Brooks Holtom, professor at Georgetown University, has spent the better part of the last 20 years researching organizational people practices. His research has focused on how organizations acquire, develop and retain human and social capital. Publishing to much acclaim, his research has appeared in the top journals in management, and in newspapers and magazines like The Wall Street Journal, The New York Times, and the Washington Post.
We were pleased to have him present at TINYcon 2017, where he shared some of the latest on the core theories surrounding retention. A thought leader in the space, he presented some of his research on job embeddedness, and findings that suggest that getting employees to stay may not be the best retention strategy—reluctant stayers are as harmful to an organization’s health as the employees who leave.
Watch the video, or read our take-aways below. And as always, share with your networks to start the next great conversation around retention and engagement.
When it comes to retention and attrition, there are some costs that have been well-studied and documented. These often get the bulk of the attention—costs associated with the recruitment, selection, and training of new employees.Josh Bersin of Deloitte suggests that the dollar amount adds up to about 1.5-2.0x of that employee’s annual salary.

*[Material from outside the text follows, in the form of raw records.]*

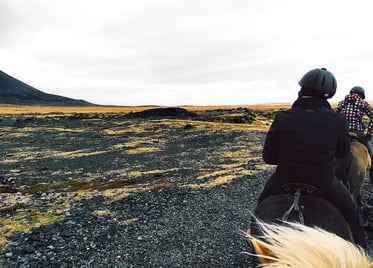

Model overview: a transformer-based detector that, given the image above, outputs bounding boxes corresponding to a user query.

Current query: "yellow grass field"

[0,104,291,114]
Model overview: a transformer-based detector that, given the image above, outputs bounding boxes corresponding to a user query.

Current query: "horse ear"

[246,228,274,268]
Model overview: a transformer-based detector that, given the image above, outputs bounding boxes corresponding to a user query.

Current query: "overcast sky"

[0,0,373,106]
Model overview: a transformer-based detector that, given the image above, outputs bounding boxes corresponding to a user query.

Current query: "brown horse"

[346,140,372,205]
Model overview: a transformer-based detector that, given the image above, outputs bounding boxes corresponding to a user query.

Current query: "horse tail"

[247,220,373,268]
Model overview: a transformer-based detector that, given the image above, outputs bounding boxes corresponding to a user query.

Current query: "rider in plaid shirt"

[337,86,373,179]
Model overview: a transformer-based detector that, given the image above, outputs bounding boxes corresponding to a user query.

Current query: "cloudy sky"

[0,0,373,106]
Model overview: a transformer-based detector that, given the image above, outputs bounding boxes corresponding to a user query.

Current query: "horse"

[247,220,373,268]
[247,183,354,267]
[344,140,373,205]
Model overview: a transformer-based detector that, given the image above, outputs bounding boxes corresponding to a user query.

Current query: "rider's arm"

[363,101,373,136]
[335,101,344,113]
[262,119,279,165]
[335,117,351,158]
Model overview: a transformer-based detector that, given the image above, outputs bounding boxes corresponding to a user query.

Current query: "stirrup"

[281,183,320,195]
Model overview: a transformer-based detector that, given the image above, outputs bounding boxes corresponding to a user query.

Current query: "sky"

[0,0,373,106]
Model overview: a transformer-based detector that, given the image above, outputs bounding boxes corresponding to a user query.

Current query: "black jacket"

[263,98,350,186]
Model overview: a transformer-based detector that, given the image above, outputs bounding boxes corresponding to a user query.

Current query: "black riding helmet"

[350,86,365,99]
[298,68,337,99]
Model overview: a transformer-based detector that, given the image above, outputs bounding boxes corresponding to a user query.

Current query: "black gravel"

[0,110,373,268]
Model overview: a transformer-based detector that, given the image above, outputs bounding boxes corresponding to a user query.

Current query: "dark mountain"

[0,71,94,106]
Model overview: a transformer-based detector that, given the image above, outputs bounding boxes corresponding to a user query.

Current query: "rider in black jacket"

[258,68,366,248]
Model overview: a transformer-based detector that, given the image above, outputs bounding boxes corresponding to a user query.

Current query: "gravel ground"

[0,109,373,267]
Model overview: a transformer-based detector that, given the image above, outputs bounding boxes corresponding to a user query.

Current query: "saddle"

[281,183,320,224]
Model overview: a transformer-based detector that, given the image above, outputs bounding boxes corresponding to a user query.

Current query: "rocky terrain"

[0,108,373,267]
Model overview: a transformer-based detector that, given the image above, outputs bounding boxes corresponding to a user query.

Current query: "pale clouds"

[0,0,373,105]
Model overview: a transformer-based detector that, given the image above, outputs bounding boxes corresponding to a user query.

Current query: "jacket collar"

[292,96,332,109]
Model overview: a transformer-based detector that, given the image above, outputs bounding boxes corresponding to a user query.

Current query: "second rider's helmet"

[350,86,365,99]
[299,68,337,99]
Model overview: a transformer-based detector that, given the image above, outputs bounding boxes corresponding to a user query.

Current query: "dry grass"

[0,104,290,114]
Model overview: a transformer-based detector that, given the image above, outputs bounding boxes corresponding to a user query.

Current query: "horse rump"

[250,194,353,242]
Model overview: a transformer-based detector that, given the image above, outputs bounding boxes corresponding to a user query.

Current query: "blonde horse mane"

[247,220,373,268]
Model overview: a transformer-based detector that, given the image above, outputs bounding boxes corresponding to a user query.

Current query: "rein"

[281,183,319,224]
[282,189,304,224]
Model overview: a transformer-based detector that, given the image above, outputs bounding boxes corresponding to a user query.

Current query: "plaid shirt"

[337,93,373,135]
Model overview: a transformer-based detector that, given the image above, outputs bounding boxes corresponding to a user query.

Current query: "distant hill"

[0,71,94,106]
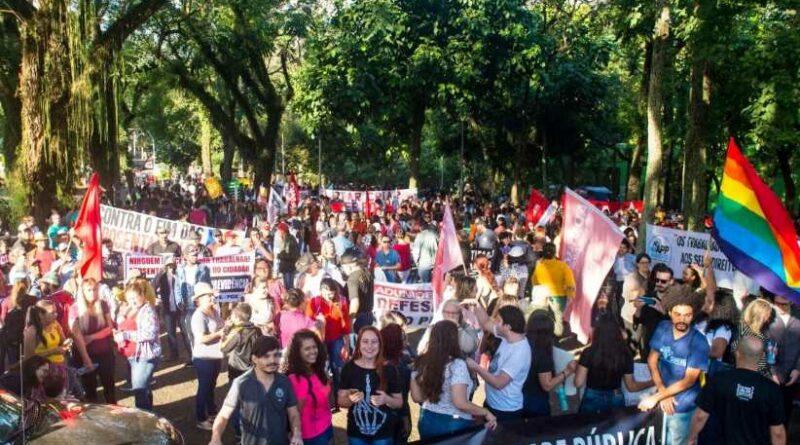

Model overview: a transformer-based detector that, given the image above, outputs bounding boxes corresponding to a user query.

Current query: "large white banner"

[100,205,244,252]
[646,224,736,289]
[322,189,417,212]
[372,282,433,327]
[124,252,255,303]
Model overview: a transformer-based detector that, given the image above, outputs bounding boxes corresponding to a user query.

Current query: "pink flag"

[561,188,625,343]
[432,204,464,311]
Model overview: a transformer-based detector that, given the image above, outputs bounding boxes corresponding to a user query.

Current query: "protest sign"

[372,282,433,327]
[100,205,245,252]
[414,408,664,445]
[646,224,736,289]
[124,252,255,303]
[322,189,417,212]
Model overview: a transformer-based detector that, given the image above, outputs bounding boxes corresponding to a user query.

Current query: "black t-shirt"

[578,346,633,391]
[522,342,556,397]
[347,269,373,314]
[339,361,402,439]
[696,369,784,445]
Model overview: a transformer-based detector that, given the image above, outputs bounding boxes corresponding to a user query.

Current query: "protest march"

[0,135,800,445]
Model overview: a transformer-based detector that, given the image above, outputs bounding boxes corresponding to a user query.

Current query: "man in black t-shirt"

[689,337,786,445]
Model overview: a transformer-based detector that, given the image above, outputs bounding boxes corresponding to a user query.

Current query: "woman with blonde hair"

[732,298,774,378]
[114,278,161,410]
[69,278,117,404]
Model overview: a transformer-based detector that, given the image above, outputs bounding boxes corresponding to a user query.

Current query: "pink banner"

[561,188,625,343]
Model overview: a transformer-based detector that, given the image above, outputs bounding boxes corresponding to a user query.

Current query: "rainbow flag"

[713,138,800,303]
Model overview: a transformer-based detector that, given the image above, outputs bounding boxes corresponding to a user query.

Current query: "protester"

[175,246,211,366]
[522,309,577,417]
[337,326,403,445]
[69,278,117,404]
[572,315,653,413]
[410,320,497,441]
[192,283,225,431]
[533,243,575,337]
[285,330,333,445]
[467,302,531,421]
[277,289,322,349]
[153,257,192,361]
[306,278,351,394]
[639,286,709,445]
[767,295,800,423]
[114,280,161,411]
[209,336,303,445]
[687,336,786,445]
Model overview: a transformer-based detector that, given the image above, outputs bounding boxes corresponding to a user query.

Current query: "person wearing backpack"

[220,303,262,441]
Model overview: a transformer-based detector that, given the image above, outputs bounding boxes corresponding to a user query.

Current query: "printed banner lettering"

[125,252,255,303]
[372,282,433,327]
[646,224,736,289]
[413,408,664,445]
[322,189,417,212]
[100,205,245,252]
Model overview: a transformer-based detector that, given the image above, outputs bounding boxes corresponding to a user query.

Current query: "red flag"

[525,189,550,224]
[75,173,103,282]
[561,188,625,343]
[432,204,464,311]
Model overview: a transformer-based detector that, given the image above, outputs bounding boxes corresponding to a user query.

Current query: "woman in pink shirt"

[275,289,323,348]
[284,329,333,445]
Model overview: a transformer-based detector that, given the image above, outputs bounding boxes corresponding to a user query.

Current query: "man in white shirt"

If you’re curious about your own attrition costs, this Huffpost article does a great job presenting the formula to calculate it for your own org. However, it does only take into account those recruitment and training costs—Holtom explains that one of the greater, and unmeasured costs, is that of lost knowledge, slowed production, decreased customer service, and the drain on leadership.
As Maia Josebachvili points out, the costs of an employee leaving can actually be much higher than simply the cost to replace that person. During the time that the position is open, there is a cost of decreased production. There’s a loss of knowledge that happens when a high-performer takes their best practices with them. And there’s the loss of productivity when an employee on their way out starts to invest less in their work. Her case study suggests that cost, per employee, is conservatively predicted at S1.3 million over 3 years.
There’s also the drain on developing your leadership team. Says Holtom, “if your top performers are being pulled out to other opportunities, and you’re pushing out, systematically, your poorest performers, whose left to lead the company in the future?”
As we’ve been focusing on retaining employees, one region that has gone relatively unchecked until now is the cost of “reluctant stayers”: the people who have checked out and are no longer engaged at work, but haven’t yet left for other opportunities. These people are perhaps one of the greatest costs, since according to Holtom, they make up 43% of the workforce at organizations studied.
Historically, the theories surrounding retention have focused on job satisfaction, organizational commitment, and employee engagement. If you can achieve good marks in all three, then retention shouldn’t be a problem, right? Is it just a matter of offering more money to the candidates that could be on their way out?
Holtom wants to push employers to think harder about retention: “If we care about keeping good employees, why is it that we focus on who’s going to quit?” His dissertation led him to a new theory; one of job embeddedness.
The idea behind job embeddedness is intuitive to the name, once explained. It hinges around the question, “How hard would it be for you to leave?”
The idea is, once you’ve controlled for job satisfaction, commitment, and employee engagement, the next biggest leading indicators of retention and performance hinge around an employee’s links to their organization and their community, their fit culturally, and the sacrifices that they would have to make in order to leave.
So, if you want to make sure that a high-performing, engaged and committed employee doesn’t leave for a better offer, it’s a good opportunity to start measuring how embedded they are in the organization and in the community. And if you’re looking for those reluctant stayers, who still come to the office every day, but with one eye always on the door, embeddedness will be a good indicator of them as well.
According to Holtom, it’s important moving forward not only to measure functional and dysfunctional attrition, but also to measure functional and dysfunctional staying. Then, you can truly identify the effects of your people within your organization.
“I find it useful as a researcher to be able to see the trends, as well as the static point-- and I can see multiple applications for understanding and predicting who’s going to be a top performer in the future and who’s going to be a less productive employee.”
As a CEO, or an HR manager of an organization trying to understand the make-up of your employees-- from reluctant stayers to enthusiastic leavers-- the first step is to collect the data. Asking questions around embeddedness, like “What keeps you coming in every day?”, “How connected to your coworkers do you feel?”, and “What would you be sacrificing if you left?”
Since we’ve determined that embeddedness lies within 6 key metrics, questions related to any of those will give you some insight into how deep your team’s roots are. For instance, “Do you feel as if you have a best friend at work?” is a great indicator that someone has built links within their organization.
Once you've started collecting that info, you're well on your way to understanding your workforce; how many enthusiastic stayers you have, and how many people have checked out, but haven't given you notice yet.